Maciej Kilian,Varun Jampani,Luke Zettlemoyer
2024-05-24
Abstract:Nearly every recent image synthesis approach, including diffusion, masked-token prediction, and next-token prediction, uses a Transformer network architecture. Despite this common backbone, there has been no direct, compute controlled comparison of how these approaches affect performance and efficiency. We analyze the scalability of each approach through the lens of compute budget measured in FLOPs. We find that token prediction methods, led by next-token prediction, significantly outperform diffusion on prompt following. On image quality, while next-token prediction initially performs better, scaling trends suggest it is eventually matched by diffusion. We compare the inference compute efficiency of each approach and find that next token prediction is by far the most efficient. Based on our findings we recommend diffusion for applications targeting image quality and low latency; and next-token prediction when prompt following or throughput is more important.
Computer Vision and Pattern Recognition
What problem does this paper attempt to address?

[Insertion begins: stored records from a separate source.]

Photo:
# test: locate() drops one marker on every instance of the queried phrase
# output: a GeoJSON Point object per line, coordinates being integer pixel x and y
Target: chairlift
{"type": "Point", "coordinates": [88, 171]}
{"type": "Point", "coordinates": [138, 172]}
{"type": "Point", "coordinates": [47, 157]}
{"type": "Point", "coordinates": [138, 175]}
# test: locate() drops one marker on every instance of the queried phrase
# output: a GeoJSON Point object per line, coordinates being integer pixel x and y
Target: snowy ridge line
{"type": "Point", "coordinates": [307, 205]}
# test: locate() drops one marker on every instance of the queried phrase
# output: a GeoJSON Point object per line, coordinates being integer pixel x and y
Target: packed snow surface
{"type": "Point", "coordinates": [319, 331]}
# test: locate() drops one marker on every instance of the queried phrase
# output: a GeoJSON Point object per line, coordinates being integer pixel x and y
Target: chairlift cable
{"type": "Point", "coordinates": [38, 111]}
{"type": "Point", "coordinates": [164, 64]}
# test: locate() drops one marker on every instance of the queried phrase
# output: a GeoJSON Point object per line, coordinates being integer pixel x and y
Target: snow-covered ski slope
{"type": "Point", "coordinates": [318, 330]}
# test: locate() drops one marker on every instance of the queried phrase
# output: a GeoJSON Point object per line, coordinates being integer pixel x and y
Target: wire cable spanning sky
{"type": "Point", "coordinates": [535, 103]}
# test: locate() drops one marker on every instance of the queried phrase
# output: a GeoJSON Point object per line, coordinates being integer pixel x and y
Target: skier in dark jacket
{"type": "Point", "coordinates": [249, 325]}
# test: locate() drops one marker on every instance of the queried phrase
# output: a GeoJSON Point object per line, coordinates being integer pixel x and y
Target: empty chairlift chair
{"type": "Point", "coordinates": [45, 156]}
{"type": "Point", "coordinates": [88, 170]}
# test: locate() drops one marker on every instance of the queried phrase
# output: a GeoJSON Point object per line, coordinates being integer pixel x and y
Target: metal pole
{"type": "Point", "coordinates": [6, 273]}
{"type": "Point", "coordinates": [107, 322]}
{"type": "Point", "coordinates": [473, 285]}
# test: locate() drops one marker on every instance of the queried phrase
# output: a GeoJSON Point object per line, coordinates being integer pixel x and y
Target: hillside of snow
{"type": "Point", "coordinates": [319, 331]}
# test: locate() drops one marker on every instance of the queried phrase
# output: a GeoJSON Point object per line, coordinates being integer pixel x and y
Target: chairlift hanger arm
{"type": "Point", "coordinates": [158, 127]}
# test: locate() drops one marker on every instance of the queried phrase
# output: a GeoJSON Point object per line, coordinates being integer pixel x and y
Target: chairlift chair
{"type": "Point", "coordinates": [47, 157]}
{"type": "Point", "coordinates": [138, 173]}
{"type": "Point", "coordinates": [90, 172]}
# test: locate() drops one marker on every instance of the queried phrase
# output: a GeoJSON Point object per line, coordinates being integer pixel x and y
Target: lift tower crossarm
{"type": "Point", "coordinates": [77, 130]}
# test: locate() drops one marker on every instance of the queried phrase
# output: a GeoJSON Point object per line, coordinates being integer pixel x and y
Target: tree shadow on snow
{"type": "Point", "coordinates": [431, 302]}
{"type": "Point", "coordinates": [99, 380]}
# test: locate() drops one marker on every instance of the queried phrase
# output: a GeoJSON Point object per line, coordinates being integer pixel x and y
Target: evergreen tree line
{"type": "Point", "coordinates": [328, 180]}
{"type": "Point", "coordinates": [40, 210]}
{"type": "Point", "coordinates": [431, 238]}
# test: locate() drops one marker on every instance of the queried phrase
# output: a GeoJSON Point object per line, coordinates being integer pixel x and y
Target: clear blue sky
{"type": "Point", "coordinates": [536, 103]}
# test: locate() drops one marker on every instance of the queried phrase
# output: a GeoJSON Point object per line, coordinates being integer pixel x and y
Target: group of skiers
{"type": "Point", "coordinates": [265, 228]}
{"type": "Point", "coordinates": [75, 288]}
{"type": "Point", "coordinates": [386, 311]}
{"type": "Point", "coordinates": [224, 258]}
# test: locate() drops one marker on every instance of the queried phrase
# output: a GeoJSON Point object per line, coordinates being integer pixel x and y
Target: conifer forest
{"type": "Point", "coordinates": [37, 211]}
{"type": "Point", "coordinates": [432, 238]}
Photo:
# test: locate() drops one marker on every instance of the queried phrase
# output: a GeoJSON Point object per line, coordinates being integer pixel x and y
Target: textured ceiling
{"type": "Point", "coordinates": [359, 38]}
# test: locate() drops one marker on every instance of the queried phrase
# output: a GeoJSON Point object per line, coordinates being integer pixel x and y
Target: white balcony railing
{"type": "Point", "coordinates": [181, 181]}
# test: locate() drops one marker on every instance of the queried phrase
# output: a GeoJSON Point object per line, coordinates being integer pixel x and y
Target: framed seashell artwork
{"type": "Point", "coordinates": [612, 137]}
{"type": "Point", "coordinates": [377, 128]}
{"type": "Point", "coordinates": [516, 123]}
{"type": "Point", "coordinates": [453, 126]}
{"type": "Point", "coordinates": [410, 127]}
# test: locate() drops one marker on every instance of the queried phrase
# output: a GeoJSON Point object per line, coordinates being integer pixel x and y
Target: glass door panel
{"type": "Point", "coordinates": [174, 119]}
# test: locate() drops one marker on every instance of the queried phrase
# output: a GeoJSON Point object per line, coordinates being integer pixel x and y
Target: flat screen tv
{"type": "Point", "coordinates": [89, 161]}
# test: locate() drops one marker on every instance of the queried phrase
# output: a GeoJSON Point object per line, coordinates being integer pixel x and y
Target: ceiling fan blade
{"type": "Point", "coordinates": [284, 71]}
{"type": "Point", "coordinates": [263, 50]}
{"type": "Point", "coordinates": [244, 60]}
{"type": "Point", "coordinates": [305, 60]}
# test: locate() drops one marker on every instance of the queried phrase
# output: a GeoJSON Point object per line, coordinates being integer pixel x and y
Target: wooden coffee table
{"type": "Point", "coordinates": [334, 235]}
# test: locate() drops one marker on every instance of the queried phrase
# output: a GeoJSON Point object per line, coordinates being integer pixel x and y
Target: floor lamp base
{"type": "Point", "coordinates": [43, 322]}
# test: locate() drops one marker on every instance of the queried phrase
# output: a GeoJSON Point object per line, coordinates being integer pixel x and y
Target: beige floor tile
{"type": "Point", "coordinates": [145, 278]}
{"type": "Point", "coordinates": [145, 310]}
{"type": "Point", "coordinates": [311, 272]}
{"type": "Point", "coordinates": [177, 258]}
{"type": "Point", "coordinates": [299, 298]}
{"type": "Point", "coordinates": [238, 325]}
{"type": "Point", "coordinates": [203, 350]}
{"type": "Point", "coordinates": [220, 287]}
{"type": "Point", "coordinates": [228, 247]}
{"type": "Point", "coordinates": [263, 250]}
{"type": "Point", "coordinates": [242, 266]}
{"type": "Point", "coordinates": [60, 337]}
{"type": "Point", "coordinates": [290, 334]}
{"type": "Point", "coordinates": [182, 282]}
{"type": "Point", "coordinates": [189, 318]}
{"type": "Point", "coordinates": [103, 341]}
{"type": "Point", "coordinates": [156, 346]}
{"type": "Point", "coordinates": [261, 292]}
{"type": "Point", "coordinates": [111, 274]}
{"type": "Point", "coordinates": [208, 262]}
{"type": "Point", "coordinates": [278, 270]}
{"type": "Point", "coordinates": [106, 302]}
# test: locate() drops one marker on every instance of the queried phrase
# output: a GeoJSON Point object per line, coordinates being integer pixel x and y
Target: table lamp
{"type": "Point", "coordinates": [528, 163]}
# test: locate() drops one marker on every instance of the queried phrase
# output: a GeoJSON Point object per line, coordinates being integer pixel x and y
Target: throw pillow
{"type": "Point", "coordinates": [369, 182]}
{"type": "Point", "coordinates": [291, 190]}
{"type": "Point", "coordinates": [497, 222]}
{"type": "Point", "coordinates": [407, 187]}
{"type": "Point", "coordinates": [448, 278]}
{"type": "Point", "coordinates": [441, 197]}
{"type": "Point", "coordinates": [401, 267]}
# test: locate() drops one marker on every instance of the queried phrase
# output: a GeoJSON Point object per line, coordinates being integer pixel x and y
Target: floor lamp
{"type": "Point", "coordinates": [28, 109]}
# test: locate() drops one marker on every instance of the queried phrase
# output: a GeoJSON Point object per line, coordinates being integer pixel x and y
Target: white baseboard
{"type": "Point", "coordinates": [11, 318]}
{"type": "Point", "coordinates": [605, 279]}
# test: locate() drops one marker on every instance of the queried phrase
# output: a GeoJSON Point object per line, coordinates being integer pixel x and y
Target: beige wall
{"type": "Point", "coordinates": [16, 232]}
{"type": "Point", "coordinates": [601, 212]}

The paper primarily explores the trade-offs between computational cost and performance of three image generation methods based on the Transformer architecture: diffusion, masked-token prediction, and next-token prediction. The goal of the study is to compare the relative advantages of these methods in terms of training and inference efficiency and to recommend the most suitable method for different application scenarios. The main contributions of the paper include: 1. **Direct Comparison**: For the first time, a direct and controlled comparison of these three methods was conducted. 2. **Computational Budget Analysis**: The scalability of each method was analyzed through computational budget (measured in FLOPs). 3. **Experimental Findings**: - With a smaller computational budget, next-token prediction provides the best image quality, but as the computation increases, the performance of the diffusion method gradually catches up. - Token prediction methods (especially next-token prediction) excel in following prompts. - For inference efficiency, next-token prediction far surpasses the other two methods. 4. **Recommendations**: - Diffusion models are recommended for achieving high-quality image output and low-latency applications. - For applications requiring good prompt following or high throughput, next-token prediction is recommended. Additionally, the study explores the impact of autoencoders on generation results, the effectiveness of different conditional input methods, and the role of training practices such as Exponential Moving Average (EMA). Through these analyses, the paper provides valuable insights for future researchers and developers, guiding them to make more informed decisions when choosing the appropriate image generation method.